09 September 2019 6 2K Report

I'm looking to run a Western Blot to identify expression of collagen type I from whole cell lysates of Saos-2 osteoblast cell lines.

I've listed reagents at the bottom of the post.

Experimental conditions are as follows:

Seed cells in 6 well plate, once confluent mineralize for 0, 3, 6, 9 and 12 days.

Scrape well contents and pellet.

Lyse pellet with RIPA buffer.

Quantify protein using Biorad DC assay.

1. Mix LSB with protein sample so that LSB is 1X and there is 28ug of protein to load

2. Load samples into gel and run gel at 80V for 10mins to allow protein to pass through stacker

3. Once on resolving gel run at 120V until dye front is right at bottom of gel/runs off of gel

4. Set up apparatus for transferring on to nitrocellulose membrane

5. Pre-soak membrane, sponges and filter paper for 5-10mins in transfer buffer

6. Make up “sandwich” with paper, gel, membrane and foam sponges use falcon tube or 5ml pipette to roll out any air bubbles

7. Run at 200V, 400mA for 1hr 30mins, with ice block in tank with a magnetic stirrer

8. Ponceau stain to check transfer – wash off with H20

9. Wash blot with PBS-T 0.1% for 5 mins (x2)
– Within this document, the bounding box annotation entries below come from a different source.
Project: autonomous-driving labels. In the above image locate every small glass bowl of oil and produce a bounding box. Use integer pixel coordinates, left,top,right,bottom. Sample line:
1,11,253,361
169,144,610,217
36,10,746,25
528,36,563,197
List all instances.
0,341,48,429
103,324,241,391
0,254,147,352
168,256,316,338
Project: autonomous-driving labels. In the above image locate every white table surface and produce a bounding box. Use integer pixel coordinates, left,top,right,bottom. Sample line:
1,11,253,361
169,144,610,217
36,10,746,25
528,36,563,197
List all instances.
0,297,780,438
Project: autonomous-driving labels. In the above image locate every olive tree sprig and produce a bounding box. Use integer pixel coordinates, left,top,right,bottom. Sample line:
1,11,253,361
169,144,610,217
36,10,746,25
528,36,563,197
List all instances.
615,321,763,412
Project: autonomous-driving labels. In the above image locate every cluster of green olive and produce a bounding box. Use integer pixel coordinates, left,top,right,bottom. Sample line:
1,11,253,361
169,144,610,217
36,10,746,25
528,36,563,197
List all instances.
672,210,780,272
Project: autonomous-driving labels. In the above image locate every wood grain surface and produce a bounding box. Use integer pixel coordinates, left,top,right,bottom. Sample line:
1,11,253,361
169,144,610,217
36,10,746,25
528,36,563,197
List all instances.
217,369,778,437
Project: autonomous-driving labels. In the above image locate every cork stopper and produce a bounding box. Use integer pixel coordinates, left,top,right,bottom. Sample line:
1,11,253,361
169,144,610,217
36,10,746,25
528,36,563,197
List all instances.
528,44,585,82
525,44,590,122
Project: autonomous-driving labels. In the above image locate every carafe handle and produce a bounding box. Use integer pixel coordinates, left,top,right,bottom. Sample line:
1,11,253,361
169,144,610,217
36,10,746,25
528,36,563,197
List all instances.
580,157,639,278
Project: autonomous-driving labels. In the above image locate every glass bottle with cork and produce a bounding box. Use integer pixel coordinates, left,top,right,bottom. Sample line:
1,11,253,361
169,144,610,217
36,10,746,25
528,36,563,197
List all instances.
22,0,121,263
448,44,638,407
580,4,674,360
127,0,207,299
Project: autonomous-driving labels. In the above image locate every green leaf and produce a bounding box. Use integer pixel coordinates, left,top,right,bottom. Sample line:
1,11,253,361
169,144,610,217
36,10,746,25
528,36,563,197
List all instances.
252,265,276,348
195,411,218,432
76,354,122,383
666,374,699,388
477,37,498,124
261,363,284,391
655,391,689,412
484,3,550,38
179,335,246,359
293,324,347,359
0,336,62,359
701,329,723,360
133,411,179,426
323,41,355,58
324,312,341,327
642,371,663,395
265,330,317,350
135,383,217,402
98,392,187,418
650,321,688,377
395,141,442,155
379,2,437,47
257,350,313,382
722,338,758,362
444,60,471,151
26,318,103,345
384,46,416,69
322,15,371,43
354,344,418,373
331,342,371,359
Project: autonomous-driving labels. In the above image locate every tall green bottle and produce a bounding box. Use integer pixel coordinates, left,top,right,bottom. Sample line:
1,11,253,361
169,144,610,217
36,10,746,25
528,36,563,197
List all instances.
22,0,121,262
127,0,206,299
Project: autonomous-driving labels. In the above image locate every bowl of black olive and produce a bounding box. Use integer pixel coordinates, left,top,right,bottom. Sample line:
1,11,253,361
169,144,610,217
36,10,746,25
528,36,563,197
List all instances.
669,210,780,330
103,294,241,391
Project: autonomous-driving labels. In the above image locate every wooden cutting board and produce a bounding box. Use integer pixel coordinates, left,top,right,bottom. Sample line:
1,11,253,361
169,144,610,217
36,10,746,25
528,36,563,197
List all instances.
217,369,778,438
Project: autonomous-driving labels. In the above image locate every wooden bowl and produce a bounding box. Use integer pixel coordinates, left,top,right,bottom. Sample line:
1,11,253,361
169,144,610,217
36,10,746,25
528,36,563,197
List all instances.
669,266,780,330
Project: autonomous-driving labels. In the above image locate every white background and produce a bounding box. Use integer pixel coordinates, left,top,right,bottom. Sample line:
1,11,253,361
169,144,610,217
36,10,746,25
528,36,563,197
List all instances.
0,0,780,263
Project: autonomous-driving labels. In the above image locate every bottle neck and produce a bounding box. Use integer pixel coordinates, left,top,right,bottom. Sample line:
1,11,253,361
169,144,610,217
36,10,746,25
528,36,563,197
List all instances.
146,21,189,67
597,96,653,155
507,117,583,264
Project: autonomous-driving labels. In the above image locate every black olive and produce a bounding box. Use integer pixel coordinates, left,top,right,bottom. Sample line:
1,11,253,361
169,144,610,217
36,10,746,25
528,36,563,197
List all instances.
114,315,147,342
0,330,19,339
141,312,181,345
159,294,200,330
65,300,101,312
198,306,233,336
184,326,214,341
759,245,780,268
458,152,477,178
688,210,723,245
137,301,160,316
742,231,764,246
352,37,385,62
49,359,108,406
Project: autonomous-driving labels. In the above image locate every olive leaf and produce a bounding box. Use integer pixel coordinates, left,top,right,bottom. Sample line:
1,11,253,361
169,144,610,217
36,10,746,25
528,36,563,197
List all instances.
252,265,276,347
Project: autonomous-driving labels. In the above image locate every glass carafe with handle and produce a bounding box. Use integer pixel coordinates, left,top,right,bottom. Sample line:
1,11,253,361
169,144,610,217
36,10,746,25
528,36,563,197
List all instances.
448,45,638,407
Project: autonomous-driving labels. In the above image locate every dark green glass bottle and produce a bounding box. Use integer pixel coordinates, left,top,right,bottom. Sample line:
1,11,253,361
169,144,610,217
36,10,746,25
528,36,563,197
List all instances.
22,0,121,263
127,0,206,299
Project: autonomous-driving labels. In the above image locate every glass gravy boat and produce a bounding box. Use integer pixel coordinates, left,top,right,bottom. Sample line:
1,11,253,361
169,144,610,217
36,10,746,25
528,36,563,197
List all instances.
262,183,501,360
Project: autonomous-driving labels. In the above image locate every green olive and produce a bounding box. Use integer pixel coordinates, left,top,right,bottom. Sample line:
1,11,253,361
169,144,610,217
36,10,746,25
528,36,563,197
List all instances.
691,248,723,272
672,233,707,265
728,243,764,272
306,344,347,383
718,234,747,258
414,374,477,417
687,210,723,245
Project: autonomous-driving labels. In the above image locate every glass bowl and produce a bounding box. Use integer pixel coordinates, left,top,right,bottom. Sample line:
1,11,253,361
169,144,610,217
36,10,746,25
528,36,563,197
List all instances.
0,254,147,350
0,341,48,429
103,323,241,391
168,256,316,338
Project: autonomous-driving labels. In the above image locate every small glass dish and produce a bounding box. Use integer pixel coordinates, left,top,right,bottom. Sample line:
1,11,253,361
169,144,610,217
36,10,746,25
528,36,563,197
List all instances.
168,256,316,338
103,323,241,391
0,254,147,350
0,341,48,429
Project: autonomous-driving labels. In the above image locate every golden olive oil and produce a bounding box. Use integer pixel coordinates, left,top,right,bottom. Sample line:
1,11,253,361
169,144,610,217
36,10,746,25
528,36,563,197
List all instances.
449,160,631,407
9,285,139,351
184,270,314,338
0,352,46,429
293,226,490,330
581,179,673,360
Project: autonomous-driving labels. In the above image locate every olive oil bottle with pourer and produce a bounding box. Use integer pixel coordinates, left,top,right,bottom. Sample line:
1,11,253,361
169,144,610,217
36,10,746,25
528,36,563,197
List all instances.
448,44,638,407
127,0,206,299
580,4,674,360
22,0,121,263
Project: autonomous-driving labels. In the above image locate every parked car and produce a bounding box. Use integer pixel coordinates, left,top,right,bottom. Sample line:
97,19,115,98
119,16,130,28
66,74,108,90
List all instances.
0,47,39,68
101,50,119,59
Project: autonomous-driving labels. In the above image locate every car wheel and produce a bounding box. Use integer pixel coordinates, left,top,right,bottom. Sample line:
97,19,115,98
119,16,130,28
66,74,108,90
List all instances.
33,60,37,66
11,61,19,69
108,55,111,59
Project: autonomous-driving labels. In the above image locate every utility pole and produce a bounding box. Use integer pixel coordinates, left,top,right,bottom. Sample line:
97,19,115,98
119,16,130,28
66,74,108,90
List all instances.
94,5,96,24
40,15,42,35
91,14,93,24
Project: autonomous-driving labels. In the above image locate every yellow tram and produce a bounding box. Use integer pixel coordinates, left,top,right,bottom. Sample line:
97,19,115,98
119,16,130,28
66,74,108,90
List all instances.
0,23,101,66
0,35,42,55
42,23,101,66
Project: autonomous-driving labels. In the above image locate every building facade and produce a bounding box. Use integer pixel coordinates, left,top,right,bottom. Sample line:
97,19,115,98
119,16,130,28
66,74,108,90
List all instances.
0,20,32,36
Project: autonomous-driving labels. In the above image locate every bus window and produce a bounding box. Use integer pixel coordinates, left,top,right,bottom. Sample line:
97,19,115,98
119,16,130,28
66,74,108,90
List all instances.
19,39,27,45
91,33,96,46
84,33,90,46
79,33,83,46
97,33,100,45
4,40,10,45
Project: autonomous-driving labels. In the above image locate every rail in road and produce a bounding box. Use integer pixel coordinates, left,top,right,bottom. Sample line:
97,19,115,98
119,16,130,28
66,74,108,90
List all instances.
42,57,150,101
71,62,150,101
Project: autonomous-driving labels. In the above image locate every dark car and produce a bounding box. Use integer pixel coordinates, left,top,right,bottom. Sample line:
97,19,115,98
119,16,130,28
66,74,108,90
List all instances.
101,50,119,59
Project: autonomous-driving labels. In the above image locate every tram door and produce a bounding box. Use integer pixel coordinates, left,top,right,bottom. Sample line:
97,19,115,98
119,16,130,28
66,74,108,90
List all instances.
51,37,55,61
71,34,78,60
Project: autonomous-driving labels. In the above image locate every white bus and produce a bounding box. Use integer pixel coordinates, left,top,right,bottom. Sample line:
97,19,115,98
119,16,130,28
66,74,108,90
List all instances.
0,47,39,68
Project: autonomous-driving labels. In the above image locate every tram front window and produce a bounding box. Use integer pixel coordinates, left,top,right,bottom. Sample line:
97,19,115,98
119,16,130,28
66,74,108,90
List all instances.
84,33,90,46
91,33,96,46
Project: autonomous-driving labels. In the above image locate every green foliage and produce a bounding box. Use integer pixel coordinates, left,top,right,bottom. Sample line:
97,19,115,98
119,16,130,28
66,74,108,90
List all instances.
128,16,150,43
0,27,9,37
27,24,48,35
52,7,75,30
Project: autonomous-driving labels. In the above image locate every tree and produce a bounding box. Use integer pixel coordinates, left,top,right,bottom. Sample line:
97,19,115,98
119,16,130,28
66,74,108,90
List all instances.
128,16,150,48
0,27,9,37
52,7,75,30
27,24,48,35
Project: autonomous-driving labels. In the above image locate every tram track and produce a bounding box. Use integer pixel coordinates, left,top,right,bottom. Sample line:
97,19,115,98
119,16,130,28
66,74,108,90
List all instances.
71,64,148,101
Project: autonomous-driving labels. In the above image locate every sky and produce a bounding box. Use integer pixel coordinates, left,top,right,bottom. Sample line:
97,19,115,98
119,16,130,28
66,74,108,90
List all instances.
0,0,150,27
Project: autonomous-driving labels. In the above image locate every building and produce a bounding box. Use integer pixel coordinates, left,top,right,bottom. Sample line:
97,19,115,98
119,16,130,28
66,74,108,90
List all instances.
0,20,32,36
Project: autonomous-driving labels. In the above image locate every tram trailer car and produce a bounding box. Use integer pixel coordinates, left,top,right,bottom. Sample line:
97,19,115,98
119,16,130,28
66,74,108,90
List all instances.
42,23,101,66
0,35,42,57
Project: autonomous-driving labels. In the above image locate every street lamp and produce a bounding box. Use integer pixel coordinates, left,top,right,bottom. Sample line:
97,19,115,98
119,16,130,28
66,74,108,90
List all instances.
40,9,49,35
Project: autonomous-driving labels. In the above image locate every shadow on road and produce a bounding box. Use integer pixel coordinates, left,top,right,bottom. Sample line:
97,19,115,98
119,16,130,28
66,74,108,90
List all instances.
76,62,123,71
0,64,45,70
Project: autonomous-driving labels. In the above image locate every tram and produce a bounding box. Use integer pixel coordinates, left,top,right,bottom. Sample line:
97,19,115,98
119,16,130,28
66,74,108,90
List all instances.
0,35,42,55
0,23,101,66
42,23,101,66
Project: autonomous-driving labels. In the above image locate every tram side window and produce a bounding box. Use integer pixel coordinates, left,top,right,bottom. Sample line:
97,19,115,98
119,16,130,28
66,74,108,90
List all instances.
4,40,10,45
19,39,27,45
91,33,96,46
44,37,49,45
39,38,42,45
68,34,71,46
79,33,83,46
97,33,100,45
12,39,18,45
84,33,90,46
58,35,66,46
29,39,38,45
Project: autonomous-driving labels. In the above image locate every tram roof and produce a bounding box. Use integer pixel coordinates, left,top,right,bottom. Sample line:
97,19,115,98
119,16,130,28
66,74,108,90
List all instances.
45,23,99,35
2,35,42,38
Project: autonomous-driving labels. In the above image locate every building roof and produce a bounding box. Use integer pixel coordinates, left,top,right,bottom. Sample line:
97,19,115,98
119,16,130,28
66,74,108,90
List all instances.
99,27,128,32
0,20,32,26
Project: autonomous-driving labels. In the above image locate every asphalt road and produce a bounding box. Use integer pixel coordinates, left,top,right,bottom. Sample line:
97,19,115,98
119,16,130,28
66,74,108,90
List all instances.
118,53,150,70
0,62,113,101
10. Block for 30mins with 10% Milk powder in PBS-T 0.1%

11. Make up primary Ab in 5% Milk powder in PBS-T 0.1% (1:1000 for Col 1 abcam Ab) – leave overnight in fridge

12. Wash Primary off with PBS-T 0.1% for 15mins

13. Add secondary Ab in 5% milk powder in PBS-T 0.1% (1:4000 for Licor Anti rabbit 800CW) – leave for 50mins-1hr

14. Wash for 15 mins (x2) in PBS-T 0.1%

15. Read on Licor

I'm often seeing a band at 250kDa which is about double the expected band of 130kDa which I suspect may be a dimer.

The antibody is meant for native conditions but there are a variety of posts on the abcam website where people have produced the band using denaturing conditions - I've tried full denaturing conditions resulting in loss of signal/many bands which I imagine are degradation products of the full Col 1 structure?

Abcam themselves said that it is possible to run it with reducing but non-denaturing conditions - again this resulted in a 250kDa band.

When I run a "true" native gel, I've stripped SDS/sodium deoxycholate out of everything (gels, running buffer, transfer buffer, LSB and lysis buffer) but this results in the ladder running strangely, and the samples not migrating as they should, they get rather bunched up further up the gel as now charge will play a role in protein migration.

Any tips/advice would be appreciated, I've seen some posts on Reserachgate before but none that are the same as the exact scenario I'm encountering and none of them have a conclusive answer to this.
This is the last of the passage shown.